A universidade pública forma quadros que irão atuar no mercado de trabalho, na política, nos espaços de gestão, poder e decisão. São espaços nos quais se constata a existência do racismo e a sub-representação de negros e negras, em especial, de mulheres negras. Por isso, tudo o que afeta negativamente a universidade pública como, por exemplo, a falta de recursos, de condições de funcionamento, o cerceamento da autonomia e o impedimento do exercício da liberdade de cátedra incide negativamente na vida e na trajetória acadêmica e profissional das mulheres negras no ensino superior.

Apesar de a ministra Damares defender que se fale da Lei Maria da Penha nas escolas, há também um discurso que quer barrar questões de gênero na sala de aula, ligado ao movimento Escola sem Partido. Qual pode ser o impacto de o ambiente educacional discutir essas questões abertamente? 

As questões de gênero são sociais e não algo restrito a convivência familiar. Ao discuti-las, a escola básica e a universidade realizam a sua função educativa em sintonia com o mundo atual. No caso das crianças, adolescentes e jovens da Educação Básica é importante considerar que as questões de gênero são por eles/elas aprendidas não somente na família ou na escola. Hoje, a informação circula e chega com muito mais rapidez e as formas de acessá-la são diversas. Muitas vezes, as informações chegam distorcidas e tendenciosas.
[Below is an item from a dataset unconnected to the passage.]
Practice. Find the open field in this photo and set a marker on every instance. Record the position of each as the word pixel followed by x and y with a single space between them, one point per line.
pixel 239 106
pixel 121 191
Por isso, a discussão sobre a questão de gênero realizada pedagogicamente na escola é um apoio às famílias e não uma “invasão”.

A proposta da Escola Sem Partido, na minha opinião, trata de forma leviana, inconsequente e ideologicamente orientada em uma postura fundamentalista, questões muito sérias e que devem ser discutidas de maneira crítica, pedagógica e responsável pelas instituições educacionais.

Em um mundo cada vez mais violento contra a mulher, com denúncias cada vez mais fortes de violência doméstica, assédio sexual, violência sexual contra as crianças e adolescentes, com o aumento dos assassinatos e violência contra a comunidade LGBTQI+, como poderia a instituição escolar deixar de discutir, de forma responsável, as questões de gênero?

Se realizamos pesquisas que nos apresentam dados sobre as desigualdades de gênero na sociedade e na educação das meninas e jovens, como poderia a escola do século XXI não intervir de forma afirmativa, esclarecendo dúvidas, orientando sobre as questões a respeito da sexualidade, compartilhando os direitos já conquistados pelas mulheres, contribuindo no fortalecimento da autoestima das meninas e jovens, construindo pontes de diálogos com os meninos e jovens sobre o seu dever ético e solidário para com as mulheres e desconstruindo o pensamento machista impregnado na nossa estrutura social de que as mulheres são inferiores aos homens.

O trato educativo da questão de gênero na escola é uma forma de intervir pedagogicamente na superação da visão machista que naturaliza para os meninos e jovens o lugar do agressor. É uma forma de indagar a heteronormatividade como única forma de expressão da sexualidade.